A great deal has been written and seen lately about the magnificent Boeing 747 jumbo jet. No wonder. It's hard to forget the sense of power one perceives the first time you leave the ground on a 747! For decades since its introduction to the world's traveling public by Pan American World Airways - Boeing's launch customer - millions of people have been carried aloft on 747's on aerial odysseys. The evergreen concept of the 747, which has likely reached an ultimate iteration in the 747-8, has proven itself to be in a very elite class, perhaps only shared by the iconic Douglas DC-3 in terms of viable useful life - and the last DC-3 rolled out of the factory after only little more than a decade after the very first. Boeing has yet to finish building its last 747, almost half a century on.
But looking at the beginnings of the Boeing 747, it was nothing if not a huge gamble for both the manufacturer and the initial airline customer. When Juan Trippe, in one of his last big decisions as Pan Am's leader, ordered 25 of the as-yet-unbuilt first models of the aircraft, it was the largest commercial order in history at the time.
When the aircraft arrived for it's debut with Pan Am in December 1969 (only four years after a letter of intent was signed by Pan Am to buy 25 from Boeing) it made for something leas than an overly auspicious start to a glorious future. Now someone who was there and witnessed the 747's birth pangs has decided to share his side of the story.
Ron Marasco, who now sits on the Board of Directors of the Pan Am Historical Foundation, has had a long and notable career in aviation. He began his Pan Am career in 1956 as Flight Engineer and Check Airman, and capped off his time with the airline as Vice-President for Maintenance and Engineering three decades later, before moving on to other jobs in aviation. In 1969, when Pan Am received Boeing's brand-new jumbo jet, Ron had been tapped to be the General Manager of 747 maintenance.

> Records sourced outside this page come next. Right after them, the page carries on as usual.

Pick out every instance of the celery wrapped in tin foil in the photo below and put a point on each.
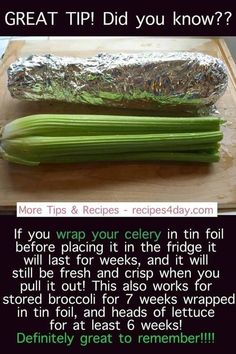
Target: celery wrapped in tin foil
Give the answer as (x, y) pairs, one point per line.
(141, 80)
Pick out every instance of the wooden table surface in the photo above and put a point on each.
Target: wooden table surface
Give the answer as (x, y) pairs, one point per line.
(120, 181)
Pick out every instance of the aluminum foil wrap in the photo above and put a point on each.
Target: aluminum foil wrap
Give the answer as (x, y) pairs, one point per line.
(141, 80)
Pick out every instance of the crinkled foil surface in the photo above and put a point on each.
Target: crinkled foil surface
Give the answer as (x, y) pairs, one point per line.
(142, 80)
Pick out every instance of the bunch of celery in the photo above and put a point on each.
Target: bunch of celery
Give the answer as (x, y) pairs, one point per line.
(55, 138)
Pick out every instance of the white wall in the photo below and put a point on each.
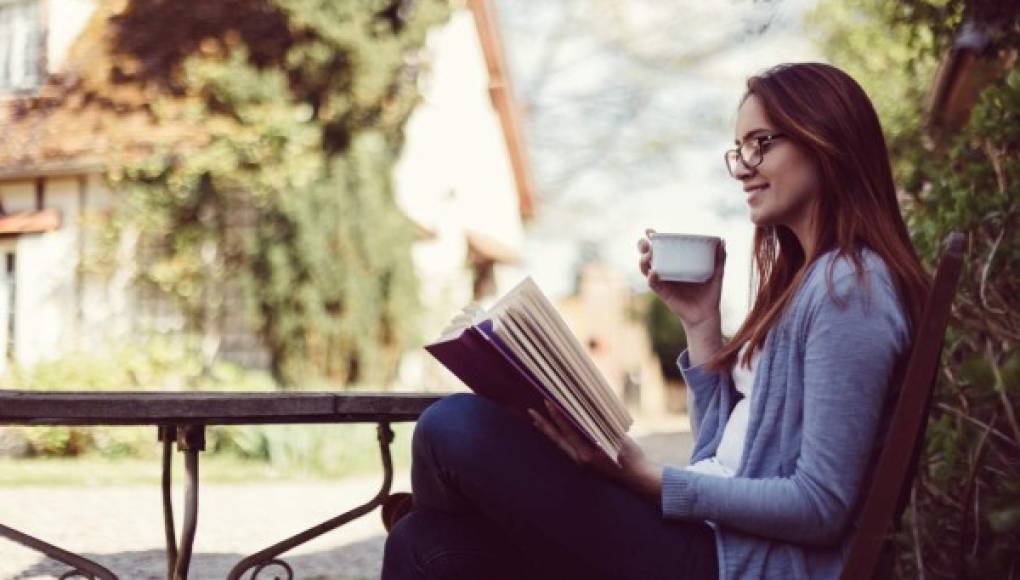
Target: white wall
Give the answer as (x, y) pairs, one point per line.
(59, 308)
(454, 174)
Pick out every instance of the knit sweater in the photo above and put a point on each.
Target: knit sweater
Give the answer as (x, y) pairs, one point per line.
(821, 399)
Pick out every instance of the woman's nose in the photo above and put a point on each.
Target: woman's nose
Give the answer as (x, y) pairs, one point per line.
(743, 171)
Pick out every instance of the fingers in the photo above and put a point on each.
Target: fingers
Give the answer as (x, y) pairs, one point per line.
(645, 263)
(569, 432)
(550, 431)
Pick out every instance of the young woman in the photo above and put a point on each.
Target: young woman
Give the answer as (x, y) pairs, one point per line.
(786, 414)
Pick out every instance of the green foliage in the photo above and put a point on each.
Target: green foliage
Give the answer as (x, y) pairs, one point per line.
(278, 202)
(963, 521)
(156, 364)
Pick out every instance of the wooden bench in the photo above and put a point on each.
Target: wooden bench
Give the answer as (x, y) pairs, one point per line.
(182, 418)
(894, 473)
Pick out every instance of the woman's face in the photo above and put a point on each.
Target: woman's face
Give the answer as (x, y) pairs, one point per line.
(783, 189)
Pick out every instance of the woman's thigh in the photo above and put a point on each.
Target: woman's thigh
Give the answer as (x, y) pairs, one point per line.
(473, 457)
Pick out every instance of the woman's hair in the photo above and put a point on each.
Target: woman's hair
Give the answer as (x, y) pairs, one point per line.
(825, 112)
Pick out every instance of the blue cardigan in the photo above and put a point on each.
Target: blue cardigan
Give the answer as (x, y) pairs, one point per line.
(820, 402)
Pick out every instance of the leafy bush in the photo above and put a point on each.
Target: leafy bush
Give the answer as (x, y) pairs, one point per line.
(964, 517)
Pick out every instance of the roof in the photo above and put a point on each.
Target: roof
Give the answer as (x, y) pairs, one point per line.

The 747 was one big plane, and keeping the new fleet in the air was going to be one big job. In his new book, The 747: A Tumultuous Beginning, Ron takes the reader through the background of the development, manufacture, and deployment of the aircraft, and he adroitly manages the job of making complex technical issues understandable to a general readership. For example, the narrative stresses the salient fact that unlike so many other commercial transport successes, the 747 brought together a constellation of untried technologies - including new hydraulic system designs, passenger configurations and particularly engines, to name just a few - that had to be adapted without prior real-world experience to guide their application.
No one denied that the end result of 747 design and manufacturing process was magnificent to behold. Two-and-one-half times larger than Boeing's forerunner 707, the plane dwarfed anything else flying when it arrived. But it came with some real problems that had to be addressed immediately. One of the major themes of The 747: A Tumultuous Beginning is the fact that it was only through the real world experience and dedication of the airline personnel who were tasked with making the plane a success for the airlines who bought them that the concept of the jumbo jet succeeded. The book draws on the experience of Ron's former colleagues at Pan Am, Boeing's 747 Chief Engineer Joe Sutter and others, as well as his own very compelling personal experience to flesh out the story. He reveals some intriguing insights too! For example, just why did the prototype 747 go through its flight tests with almost half a ton of automobile batteries on board? Ron's own recounting of his first on-board experience with Pan Am's first 747 as he taxied the plane prior it's full-dress rehearsal flight is in a class by itself.
The book is well illustrated, and shows the results of careful crafting and serious research. It's not a big book, but it will definitely fill a real gap in the growing literature available about this wonderful airplane.